Cualquiera que se moviera como yo en el campo nuclear recibía el nombre de «atómico» y era desdeñado y despreciado por casi todos. Lo refleja la popularidad en países como Estados Unidos de eslogans como «Sin atómicos es lo mejor» o «El único atómico bueno es el atómico muerto»: sabiduría profunda de la escuela de filosofía de los amantes de los adhesivos.

La misión principal de la empresa de Wolfgang consistía en canalizar los materiales nucleares hacia usos positivos y pacíficos. Entre ellos, el diagnóstico y tratamiento de enfermedades, la eliminación de pesticidas tóxicos del siglo pasado a través de programas como la esterilización de insectos, y el desarrollo de la energía atómica, que ahora produce el diecisiete por ciento de la electricidad en el mundo a la vez que reduce de forma considerable la contaminación por combustibles fósiles así como la explotación a cielo abierto y la deforestación. Y todo ello daba a la organización el empuje necesario para asegurarse asimismo la protección de los materiales susceptibles de uso militar. Y un reciente fiasco nuclear podría haber empujado esa puerta para abrirla algo más.

Seis meses después del accidente de 1986 en Ucrania, la OIEA empezó a solicitar información temprana de todos los accidentes que amenazaban con tener efectos «transfronterizos», como el desastre de Chernobil, que la Unión Soviética negaba hasta que se detectó la radiación por todo el norte de Europa. Un año más tarde, la OIEA creó un programa para asesorar a los estados miembros sobre los peligros de residuos como los que Olivier y yo manejábamos diariamente en nuestro trabajo. Hacía sólo unos meses, la organización incorporó medidas mucho más duras contra el transporte y vertido ilegal de residuos radiactivos.

Pero, aunque el desastre de Chernobil había desencadenado muchos de estos cambios, el público en general no llegó a conocer sus causas exactas. Chernobil era un reactor reproductor, del tipo que los gobiernos soviético y estadounidense, entre otros, habían apoyado durante largo tiempo, pero que la gente temía de forma instintiva y generalizada. Quizá con buen motivo.

Tal como su nombre sugiere, un reactor reproductor produce más combustible del que consume, al igual que la técnica de los legendarios hombres de la montaña de las Rocosas para dar volumen a una sopa que un día expliqué a Olivier, la masa fermentada usada en el pan de levadura.

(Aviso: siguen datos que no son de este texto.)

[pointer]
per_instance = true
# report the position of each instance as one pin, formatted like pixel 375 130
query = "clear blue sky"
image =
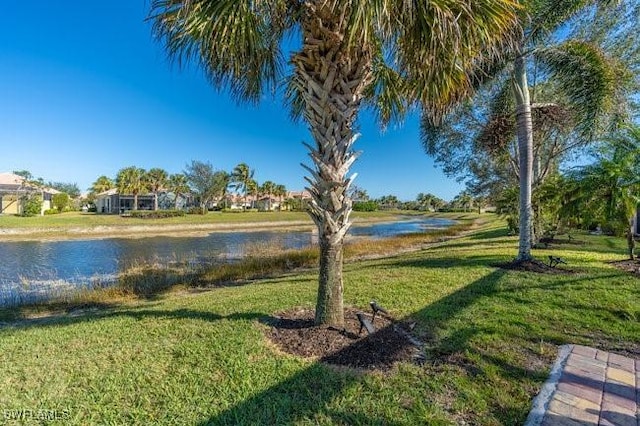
pixel 85 91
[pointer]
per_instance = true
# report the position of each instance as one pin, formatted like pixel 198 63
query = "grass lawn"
pixel 77 219
pixel 201 357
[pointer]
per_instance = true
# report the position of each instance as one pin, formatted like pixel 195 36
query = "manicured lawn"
pixel 201 358
pixel 77 219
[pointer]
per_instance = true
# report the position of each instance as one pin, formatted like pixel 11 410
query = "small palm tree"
pixel 102 184
pixel 581 72
pixel 130 180
pixel 280 192
pixel 242 178
pixel 156 179
pixel 351 52
pixel 268 188
pixel 611 186
pixel 179 185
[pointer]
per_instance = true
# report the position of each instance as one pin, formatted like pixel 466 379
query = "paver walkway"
pixel 589 387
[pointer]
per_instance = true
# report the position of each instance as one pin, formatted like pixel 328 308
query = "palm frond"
pixel 236 42
pixel 593 83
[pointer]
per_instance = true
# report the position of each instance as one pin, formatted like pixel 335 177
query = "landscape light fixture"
pixel 376 308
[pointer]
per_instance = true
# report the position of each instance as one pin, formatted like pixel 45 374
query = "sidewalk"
pixel 589 387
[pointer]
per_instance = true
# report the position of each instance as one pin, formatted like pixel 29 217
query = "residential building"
pixel 15 189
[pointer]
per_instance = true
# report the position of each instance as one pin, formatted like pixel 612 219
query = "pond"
pixel 31 270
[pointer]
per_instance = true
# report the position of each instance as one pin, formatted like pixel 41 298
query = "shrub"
pixel 60 201
pixel 32 205
pixel 196 210
pixel 158 214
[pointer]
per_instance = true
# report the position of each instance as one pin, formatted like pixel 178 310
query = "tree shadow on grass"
pixel 180 314
pixel 308 394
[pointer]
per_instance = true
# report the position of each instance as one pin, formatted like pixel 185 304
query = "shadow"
pixel 76 317
pixel 306 395
pixel 302 398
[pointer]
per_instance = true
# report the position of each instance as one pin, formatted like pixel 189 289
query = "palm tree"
pixel 242 178
pixel 591 83
pixel 102 184
pixel 351 52
pixel 268 188
pixel 179 185
pixel 130 180
pixel 280 192
pixel 156 179
pixel 610 188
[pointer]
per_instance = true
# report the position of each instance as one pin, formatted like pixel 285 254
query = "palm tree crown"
pixel 351 52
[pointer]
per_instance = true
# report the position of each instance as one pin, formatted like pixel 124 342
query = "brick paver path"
pixel 589 387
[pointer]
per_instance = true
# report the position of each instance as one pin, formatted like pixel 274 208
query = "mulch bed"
pixel 294 332
pixel 534 266
pixel 632 266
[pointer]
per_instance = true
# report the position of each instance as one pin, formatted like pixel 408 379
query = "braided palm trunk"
pixel 525 148
pixel 330 76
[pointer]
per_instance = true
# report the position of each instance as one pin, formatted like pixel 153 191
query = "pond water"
pixel 32 270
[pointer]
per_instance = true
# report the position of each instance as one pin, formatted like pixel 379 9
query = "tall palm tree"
pixel 280 192
pixel 156 179
pixel 268 188
pixel 351 52
pixel 102 184
pixel 179 185
pixel 581 71
pixel 130 180
pixel 242 178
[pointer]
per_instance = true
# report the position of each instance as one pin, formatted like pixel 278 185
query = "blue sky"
pixel 85 91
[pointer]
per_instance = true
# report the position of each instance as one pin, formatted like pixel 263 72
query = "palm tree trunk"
pixel 330 76
pixel 525 147
pixel 631 243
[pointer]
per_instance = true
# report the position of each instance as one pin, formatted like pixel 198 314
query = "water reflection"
pixel 40 268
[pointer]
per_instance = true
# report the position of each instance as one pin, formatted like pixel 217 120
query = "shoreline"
pixel 157 230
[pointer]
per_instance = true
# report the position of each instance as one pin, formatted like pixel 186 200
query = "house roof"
pixel 11 179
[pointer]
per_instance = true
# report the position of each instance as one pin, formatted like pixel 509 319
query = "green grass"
pixel 201 358
pixel 77 219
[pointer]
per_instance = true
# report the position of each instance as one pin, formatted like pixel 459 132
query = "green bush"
pixel 60 201
pixel 365 206
pixel 159 214
pixel 196 210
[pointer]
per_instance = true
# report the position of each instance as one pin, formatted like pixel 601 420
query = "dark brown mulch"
pixel 572 241
pixel 535 266
pixel 632 266
pixel 293 332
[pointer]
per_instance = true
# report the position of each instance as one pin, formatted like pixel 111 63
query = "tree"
pixel 102 184
pixel 179 185
pixel 60 201
pixel 205 182
pixel 69 188
pixel 351 52
pixel 280 192
pixel 130 180
pixel 591 83
pixel 268 188
pixel 26 174
pixel 610 188
pixel 156 179
pixel 242 179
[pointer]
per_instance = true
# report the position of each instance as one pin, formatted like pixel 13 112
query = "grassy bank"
pixel 88 220
pixel 146 281
pixel 201 357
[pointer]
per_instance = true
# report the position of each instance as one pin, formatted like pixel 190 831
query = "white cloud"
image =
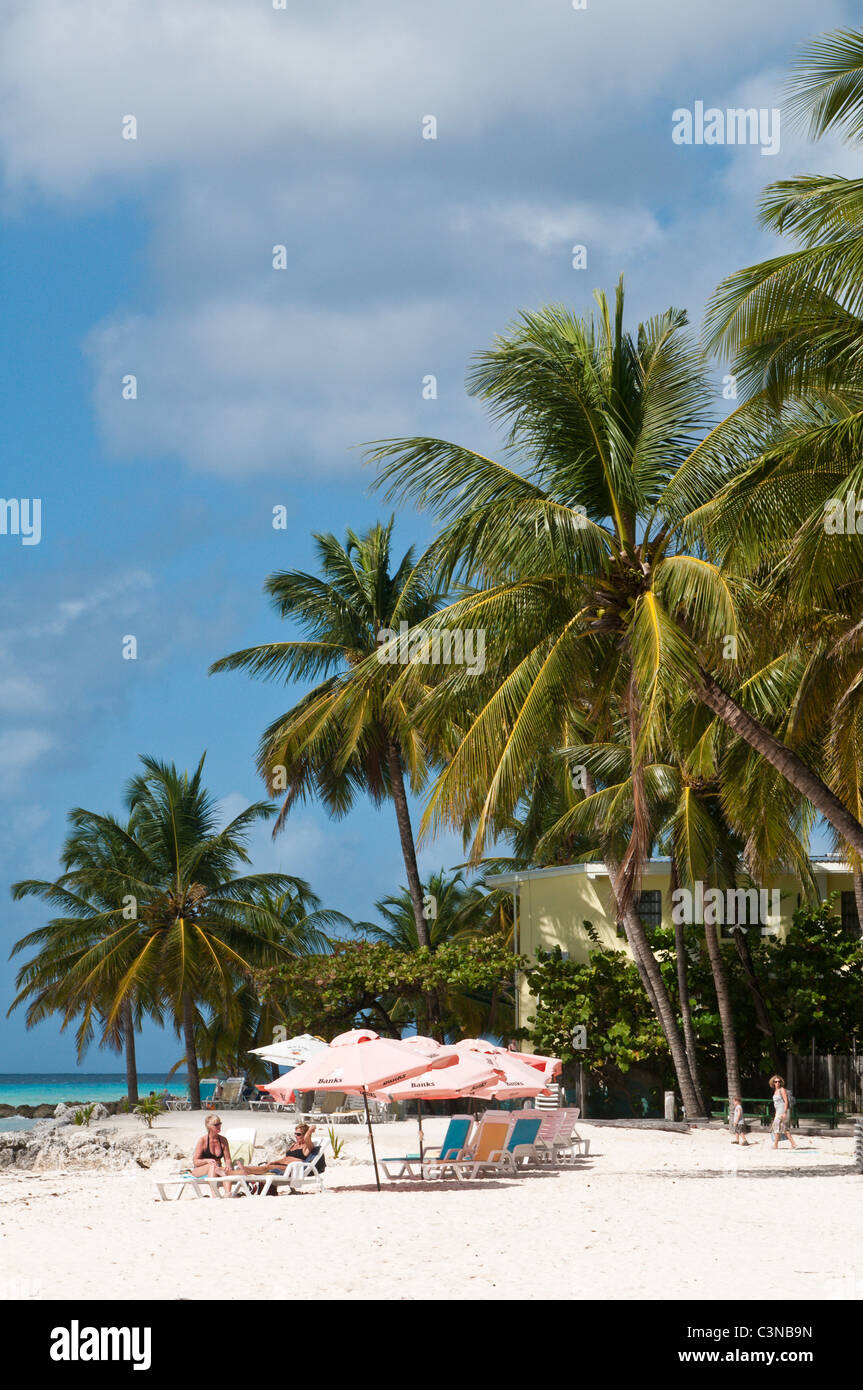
pixel 22 692
pixel 303 127
pixel 20 748
pixel 238 385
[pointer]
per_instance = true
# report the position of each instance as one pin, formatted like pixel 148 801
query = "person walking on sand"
pixel 211 1155
pixel 781 1107
pixel 737 1122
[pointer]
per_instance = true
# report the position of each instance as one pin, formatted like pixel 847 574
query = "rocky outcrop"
pixel 46 1111
pixel 46 1147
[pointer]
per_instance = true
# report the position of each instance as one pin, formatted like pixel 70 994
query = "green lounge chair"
pixel 453 1146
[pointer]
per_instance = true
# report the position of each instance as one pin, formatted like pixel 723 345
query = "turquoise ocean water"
pixel 52 1087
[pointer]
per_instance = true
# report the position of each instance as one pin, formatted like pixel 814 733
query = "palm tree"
pixel 457 911
pixel 178 926
pixel 349 733
pixel 92 927
pixel 794 330
pixel 592 571
pixel 298 923
pixel 601 548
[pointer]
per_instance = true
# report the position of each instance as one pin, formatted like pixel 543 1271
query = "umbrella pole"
pixel 374 1157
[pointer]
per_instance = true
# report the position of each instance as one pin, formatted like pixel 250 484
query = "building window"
pixel 851 923
pixel 649 906
pixel 749 913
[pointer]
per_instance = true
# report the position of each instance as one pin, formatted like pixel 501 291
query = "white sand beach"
pixel 648 1215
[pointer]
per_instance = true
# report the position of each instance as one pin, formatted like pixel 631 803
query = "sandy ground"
pixel 649 1214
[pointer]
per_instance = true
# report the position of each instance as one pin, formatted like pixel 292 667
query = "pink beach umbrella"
pixel 464 1077
pixel 551 1066
pixel 514 1077
pixel 360 1062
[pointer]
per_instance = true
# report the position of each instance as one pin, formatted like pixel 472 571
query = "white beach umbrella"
pixel 292 1051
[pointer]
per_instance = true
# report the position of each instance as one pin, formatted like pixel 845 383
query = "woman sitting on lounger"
pixel 211 1155
pixel 300 1153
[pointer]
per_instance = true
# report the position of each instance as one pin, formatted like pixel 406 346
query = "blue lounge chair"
pixel 453 1146
pixel 499 1147
pixel 521 1144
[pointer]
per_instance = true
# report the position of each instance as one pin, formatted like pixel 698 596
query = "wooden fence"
pixel 838 1075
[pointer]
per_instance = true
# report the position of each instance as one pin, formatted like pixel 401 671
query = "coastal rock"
pixel 84 1148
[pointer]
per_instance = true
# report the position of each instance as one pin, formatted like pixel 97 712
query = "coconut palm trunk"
pixel 685 1008
pixel 188 1004
pixel 128 1041
pixel 858 875
pixel 409 852
pixel 785 762
pixel 762 1014
pixel 723 998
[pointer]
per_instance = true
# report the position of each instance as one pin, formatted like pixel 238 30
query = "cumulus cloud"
pixel 259 127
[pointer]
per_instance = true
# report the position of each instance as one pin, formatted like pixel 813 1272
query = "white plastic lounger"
pixel 186 1182
pixel 298 1178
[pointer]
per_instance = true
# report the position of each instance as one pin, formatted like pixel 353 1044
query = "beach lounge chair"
pixel 241 1143
pixel 171 1189
pixel 485 1153
pixel 521 1143
pixel 453 1146
pixel 232 1093
pixel 570 1140
pixel 299 1178
pixel 553 1143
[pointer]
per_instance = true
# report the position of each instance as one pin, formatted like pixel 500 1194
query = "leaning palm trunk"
pixel 399 795
pixel 128 1040
pixel 859 897
pixel 191 1051
pixel 762 1014
pixel 723 998
pixel 785 762
pixel 658 994
pixel 685 1012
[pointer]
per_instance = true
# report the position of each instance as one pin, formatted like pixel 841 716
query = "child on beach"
pixel 781 1116
pixel 737 1122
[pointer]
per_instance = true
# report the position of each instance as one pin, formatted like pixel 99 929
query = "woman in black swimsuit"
pixel 211 1155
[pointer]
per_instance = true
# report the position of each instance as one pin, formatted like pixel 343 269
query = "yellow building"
pixel 551 906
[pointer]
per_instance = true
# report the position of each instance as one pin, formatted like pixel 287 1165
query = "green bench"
pixel 756 1108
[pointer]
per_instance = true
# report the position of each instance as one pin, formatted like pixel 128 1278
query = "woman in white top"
pixel 781 1112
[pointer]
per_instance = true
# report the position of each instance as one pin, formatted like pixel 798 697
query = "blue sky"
pixel 299 127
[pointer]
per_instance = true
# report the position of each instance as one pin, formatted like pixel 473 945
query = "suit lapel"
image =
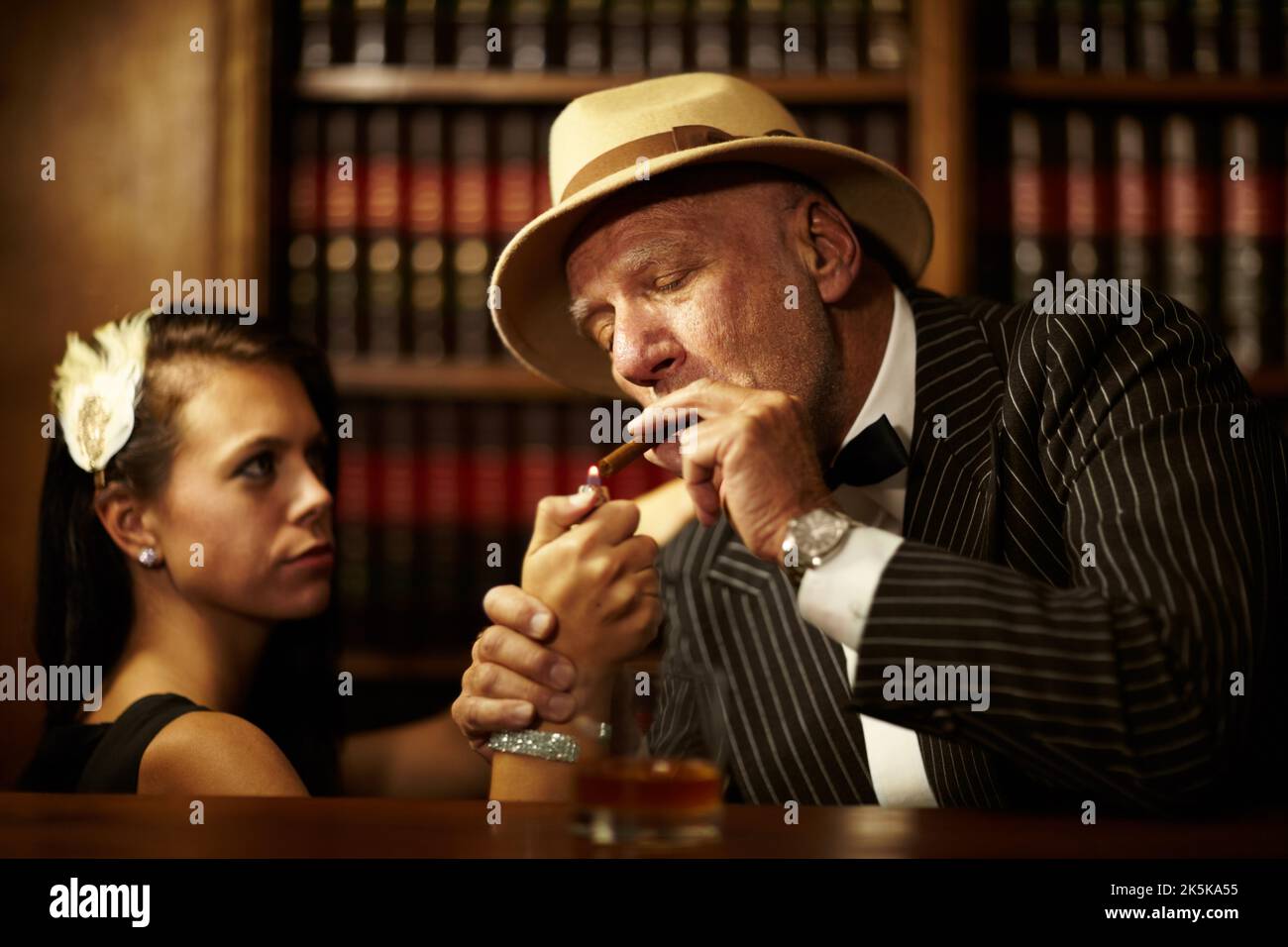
pixel 954 459
pixel 791 736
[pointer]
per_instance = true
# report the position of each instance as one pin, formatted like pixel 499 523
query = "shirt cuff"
pixel 837 595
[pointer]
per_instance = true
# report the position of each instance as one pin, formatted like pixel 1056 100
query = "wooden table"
pixel 121 826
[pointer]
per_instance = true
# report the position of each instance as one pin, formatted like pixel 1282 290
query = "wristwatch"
pixel 815 538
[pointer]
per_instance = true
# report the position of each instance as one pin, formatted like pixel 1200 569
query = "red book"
pixel 353 519
pixel 342 245
pixel 1244 223
pixel 471 228
pixel 425 235
pixel 382 222
pixel 1189 219
pixel 304 201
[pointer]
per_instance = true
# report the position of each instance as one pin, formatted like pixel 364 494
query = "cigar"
pixel 629 453
pixel 623 457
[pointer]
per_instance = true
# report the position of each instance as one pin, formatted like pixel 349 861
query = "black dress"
pixel 102 757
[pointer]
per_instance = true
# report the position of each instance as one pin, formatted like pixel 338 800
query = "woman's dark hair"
pixel 84 604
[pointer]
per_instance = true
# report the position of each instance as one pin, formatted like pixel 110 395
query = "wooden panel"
pixel 940 127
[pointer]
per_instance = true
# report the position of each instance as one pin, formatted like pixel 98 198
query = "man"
pixel 1047 569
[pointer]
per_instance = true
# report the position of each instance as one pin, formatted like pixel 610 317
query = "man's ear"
pixel 831 249
pixel 124 517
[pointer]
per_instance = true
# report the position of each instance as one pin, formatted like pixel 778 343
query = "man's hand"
pixel 513 678
pixel 752 455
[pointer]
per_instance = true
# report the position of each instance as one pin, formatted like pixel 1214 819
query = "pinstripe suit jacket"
pixel 1109 682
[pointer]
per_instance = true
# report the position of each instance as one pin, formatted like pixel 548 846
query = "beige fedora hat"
pixel 599 141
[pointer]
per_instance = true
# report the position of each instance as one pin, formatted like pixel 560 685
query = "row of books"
pixel 1192 205
pixel 397 218
pixel 1153 38
pixel 436 504
pixel 622 37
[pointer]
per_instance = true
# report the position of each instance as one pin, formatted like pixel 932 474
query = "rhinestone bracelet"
pixel 558 748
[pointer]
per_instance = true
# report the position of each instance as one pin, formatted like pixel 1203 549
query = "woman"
pixel 185 545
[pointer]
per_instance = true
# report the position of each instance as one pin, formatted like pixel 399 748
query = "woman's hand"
pixel 599 579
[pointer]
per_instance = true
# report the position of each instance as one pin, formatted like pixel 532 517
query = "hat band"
pixel 679 138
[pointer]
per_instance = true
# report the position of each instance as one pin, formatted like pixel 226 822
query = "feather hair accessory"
pixel 97 389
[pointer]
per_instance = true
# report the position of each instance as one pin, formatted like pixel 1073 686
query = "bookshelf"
pixel 402 84
pixel 1054 86
pixel 943 84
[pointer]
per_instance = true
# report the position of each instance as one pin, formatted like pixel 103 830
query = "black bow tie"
pixel 870 458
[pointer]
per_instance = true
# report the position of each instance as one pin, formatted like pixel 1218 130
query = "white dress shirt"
pixel 837 595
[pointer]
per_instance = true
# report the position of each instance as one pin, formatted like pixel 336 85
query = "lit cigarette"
pixel 625 455
pixel 593 483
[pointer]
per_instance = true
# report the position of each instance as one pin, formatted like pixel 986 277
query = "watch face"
pixel 818 531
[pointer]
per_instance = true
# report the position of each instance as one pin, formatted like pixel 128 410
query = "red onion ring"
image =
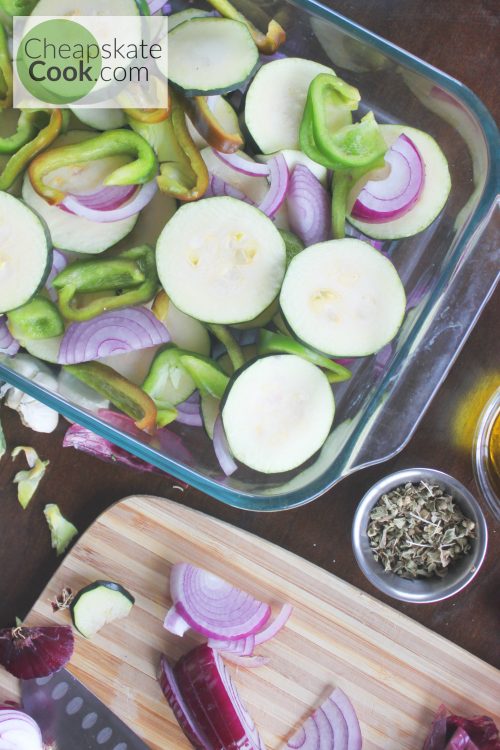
pixel 388 199
pixel 308 203
pixel 221 449
pixel 142 197
pixel 279 176
pixel 213 607
pixel 114 332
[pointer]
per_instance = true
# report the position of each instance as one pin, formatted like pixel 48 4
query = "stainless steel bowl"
pixel 423 590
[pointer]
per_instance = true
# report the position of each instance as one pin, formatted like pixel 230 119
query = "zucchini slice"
pixel 343 298
pixel 277 412
pixel 25 253
pixel 434 194
pixel 99 603
pixel 221 260
pixel 210 56
pixel 275 102
pixel 70 232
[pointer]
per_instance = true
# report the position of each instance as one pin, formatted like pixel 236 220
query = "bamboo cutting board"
pixel 395 671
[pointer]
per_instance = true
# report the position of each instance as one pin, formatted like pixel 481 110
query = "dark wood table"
pixel 460 37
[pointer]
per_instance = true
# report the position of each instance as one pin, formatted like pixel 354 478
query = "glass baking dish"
pixel 449 272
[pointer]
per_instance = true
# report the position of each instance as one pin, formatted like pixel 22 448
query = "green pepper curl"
pixel 131 275
pixel 5 71
pixel 186 177
pixel 19 161
pixel 111 143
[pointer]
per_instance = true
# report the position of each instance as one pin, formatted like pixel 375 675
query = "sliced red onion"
pixel 8 344
pixel 213 701
pixel 278 624
pixel 388 199
pixel 246 646
pixel 353 729
pixel 221 448
pixel 142 197
pixel 212 606
pixel 353 232
pixel 114 332
pixel 242 165
pixel 333 726
pixel 218 187
pixel 309 210
pixel 182 713
pixel 87 441
pixel 107 198
pixel 18 731
pixel 279 177
pixel 59 263
pixel 241 647
pixel 249 662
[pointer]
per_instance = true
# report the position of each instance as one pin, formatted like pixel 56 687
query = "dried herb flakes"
pixel 418 531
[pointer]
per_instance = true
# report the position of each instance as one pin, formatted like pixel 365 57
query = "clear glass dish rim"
pixel 295 498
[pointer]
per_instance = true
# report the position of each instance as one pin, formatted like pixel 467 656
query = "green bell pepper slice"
pixel 226 338
pixel 27 128
pixel 276 343
pixel 123 394
pixel 5 71
pixel 131 275
pixel 185 177
pixel 210 379
pixel 327 134
pixel 267 43
pixel 20 160
pixel 111 143
pixel 38 319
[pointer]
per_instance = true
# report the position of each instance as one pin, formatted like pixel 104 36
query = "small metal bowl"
pixel 421 590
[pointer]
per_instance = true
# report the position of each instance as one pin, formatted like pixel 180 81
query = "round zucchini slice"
pixel 275 102
pixel 25 253
pixel 221 260
pixel 99 603
pixel 70 232
pixel 343 298
pixel 277 412
pixel 434 194
pixel 210 56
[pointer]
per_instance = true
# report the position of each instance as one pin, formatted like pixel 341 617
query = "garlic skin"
pixel 34 415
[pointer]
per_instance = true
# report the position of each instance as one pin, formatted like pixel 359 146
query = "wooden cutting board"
pixel 395 671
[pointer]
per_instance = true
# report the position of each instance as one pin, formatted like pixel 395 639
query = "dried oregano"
pixel 417 530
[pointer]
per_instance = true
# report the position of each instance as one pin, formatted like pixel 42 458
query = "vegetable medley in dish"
pixel 256 268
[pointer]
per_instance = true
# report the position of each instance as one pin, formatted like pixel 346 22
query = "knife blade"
pixel 70 717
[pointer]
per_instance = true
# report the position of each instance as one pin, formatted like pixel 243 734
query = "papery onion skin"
pixel 388 199
pixel 308 204
pixel 18 731
pixel 29 653
pixel 213 701
pixel 212 606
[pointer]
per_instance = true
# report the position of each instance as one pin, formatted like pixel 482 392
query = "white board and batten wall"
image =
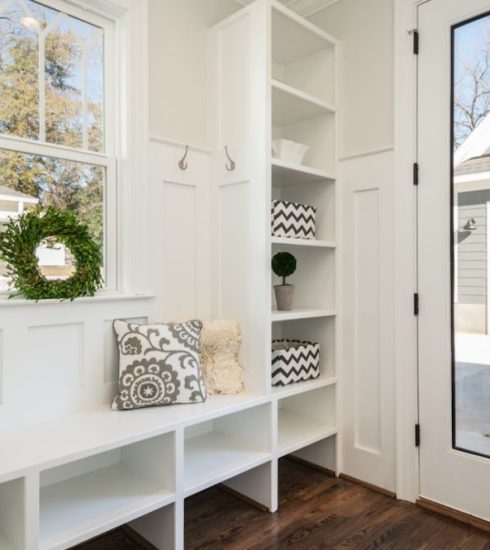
pixel 206 235
pixel 367 176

Se coge un poquito de levadura nuclear, un material fisible como el plutonio 239 y se le añade grupos de material corriente como el uranio 238, que en sí mismo no es utilizable como combustible. Se obtiene así una mayor cantidad de levadura (más plutonio) que se puede reciclar como combustible nuclear o destinarse a la construcción de bombas.

Debido a que los reproductores son tan viables a nivel comercial, los rusos los habían utilizado durante décadas, y también nosotros en Estados Unidos. ¿Dónde había ido a parar todo ese plutonio? En el caso de mi país, durante la Guerra Fría no era ningún secreto: se reciclaba en cabezas nucleares, tantas como para que todo el mundo en América hubiera podido tener unas cuantas en el garaje. Pero en cuanto a los residuos rusos, tenía la impresión de que lo averiguaríamos pronto, cuando llegáramos a Viena.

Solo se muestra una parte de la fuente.